La cinta contiene, sin miedo a equivocarnos, la que es la mejor banda sonora compuesta de la década. Un inspirado Marc Shaiman se empapa de la obra de hermanos Sherman, compositores de la original, dotando a cada una de las canciones de un alma propia. Destaca por encima de todas “Trip a little light fantastic”, en la que Lin-Manuel Miranda evoca y rinde homenaje a lo que Dick Van Dyke y su grupo de deshollinadores hicieron en los tejados de Londres. Un número musical brillante que ilumina el camino hasta el desenlace emocional de la historia.
Pero realmente el verdadero motivo de la realización de esta secuela la encontramos en “The place where lost things go”, una extraordinaria canción que Mary canta a los niños para hacerles comprender que las cosas que hemos perdido siguen estando entre nosotros de manera muy diferente. Sentimiento de pérdida que no solo se relaciona con lo material o los seres queridos, sino también con toda una declaración de principios hacia los valores de la fantasía infantil que siempre tendrían que prevalecer.
En lo relativo a los actores, Emily Blunt asume el difícil rol de la protagonista, confeccionando a una Mary algo más vanidosa y respondona que la que hizo famosa a Julie Andrews.
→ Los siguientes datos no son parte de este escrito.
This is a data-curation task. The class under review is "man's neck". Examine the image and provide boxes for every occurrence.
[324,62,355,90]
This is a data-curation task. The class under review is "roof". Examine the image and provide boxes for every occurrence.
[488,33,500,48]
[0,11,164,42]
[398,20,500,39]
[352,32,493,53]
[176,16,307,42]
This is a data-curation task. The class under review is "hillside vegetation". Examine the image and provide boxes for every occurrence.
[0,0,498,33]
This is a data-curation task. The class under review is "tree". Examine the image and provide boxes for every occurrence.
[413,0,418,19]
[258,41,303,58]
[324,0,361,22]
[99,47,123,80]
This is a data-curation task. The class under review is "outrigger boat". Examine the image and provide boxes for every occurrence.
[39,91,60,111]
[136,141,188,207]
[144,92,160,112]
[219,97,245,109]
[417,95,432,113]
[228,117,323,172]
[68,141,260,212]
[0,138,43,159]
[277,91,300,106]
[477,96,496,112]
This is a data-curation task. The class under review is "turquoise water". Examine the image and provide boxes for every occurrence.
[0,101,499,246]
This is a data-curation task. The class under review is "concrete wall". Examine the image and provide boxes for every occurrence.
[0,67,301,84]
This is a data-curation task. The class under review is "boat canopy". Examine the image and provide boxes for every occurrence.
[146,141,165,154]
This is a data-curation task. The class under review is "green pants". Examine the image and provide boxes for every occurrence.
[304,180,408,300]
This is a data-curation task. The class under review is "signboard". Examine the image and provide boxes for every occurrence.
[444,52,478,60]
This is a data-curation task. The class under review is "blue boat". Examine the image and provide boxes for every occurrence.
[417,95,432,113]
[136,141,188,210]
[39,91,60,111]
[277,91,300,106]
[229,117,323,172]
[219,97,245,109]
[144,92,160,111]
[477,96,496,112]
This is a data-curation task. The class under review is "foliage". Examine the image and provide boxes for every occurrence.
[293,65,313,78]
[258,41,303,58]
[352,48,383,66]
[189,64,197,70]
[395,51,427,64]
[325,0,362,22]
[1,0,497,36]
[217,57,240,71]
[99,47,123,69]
Su fuerza en la pantalla es tal, que te hace considerar que ha nacido literalmente para encarnar a la niñera. Por su parte, Lin-Manuel Miranda, uno de los creadores más influyentes del género musical en la actualidad, nos regala a un adorable farolero siguiendo la tradición de los mejores personajes Disney de toda su historia. Y Ben Whishaw, Emily Mortimer, Meryl Streep, Julie Walters y Colin Firth firman con su solidez el resto del reparto, sin olvidar la presencia magnética de Dick Van Dyke y Angela Lansbury. Cuando esta última aparece en pantalla nos roba literalmente el corazón, haciéndonos de nuevo volar como hacían aquellas cintas de imagen real de la factoría Disney.
Una película muy necesaria para los tiempos oscuros que vivimos. Una luz en el camino que hará que nuestra travesía por los callejones neblinosos de la realidad sea mucho más deslumbrante.